Building upon this experience, AGL’s new Solar Grid Saver offer rewards users for participating in an innovative solution that ensures households can continue to get the most value from their solar panels, while ensuring the grid can accommodate increasing solar.
Solar Grid Saver works by pausing customers’ solar exports for up to 140 hours per year – less than three hours per week on average. When there is more rooftop solar than the system demand requires, AGL will access customers’ solar inverter remotely and reduce their solar exports, so that the electricity grid can operate safely. Customers can continue to generate and use their own solar power for their home even during times when solar exports are paused.
For playing their part in a smarter solar solution, customers receive up to $150 in bill credits every 12 months. These credits vary based on the size of customers’ systems but will ensure they are better off than the potential loss in feed-in tariff credits.
Developing a customer-centric solution
We acknowledge the important work of the Energy Security Board (ESB) in its Post-2025 Market Design Project in assessing the challenge of minimum operational demand and we agree with the ESB’s conclusion that emergency backstops (on their own) are a blunt instrument and need to be complemented with measures to support market response to the system needs.
We appreciate that managing the emerging system security challenge of minimum operational demand may require interim emergency backstop arrangements that can be superseded with market-based solutions as investment in smart inverters and energy storage solutions scale.

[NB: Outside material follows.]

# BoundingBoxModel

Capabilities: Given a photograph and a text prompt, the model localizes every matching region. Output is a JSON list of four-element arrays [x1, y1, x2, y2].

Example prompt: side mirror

Nevertheless, these arrangements should draw upon existing market arrangements and provide clear safeguards on the limits of control as well as visibility on the impact to customers.
Policymakers should also forge a clear pathway towards a market-based solution to mitigate impact to customers, through the development of appropriate market signals to shape consumer energy use as well as incentives to accelerate investment in supporting technologies.
Ultimately, the solution should enable solar PV customers to be part of the solution – and be rewarded for their contribution.
We look forward to continuing to work with governments and industry to develop an appropriate customer-centric solution to this important issue.
Kurt was recently engaged by the Energy Security Board (ESB) as the retail representative on the DER Maturity Plan Pilot Steering Cohort, that spearheaded industry co-design on the issue of minimum operational demand as part of the ESB’s broader Post-2025 Market Design Project.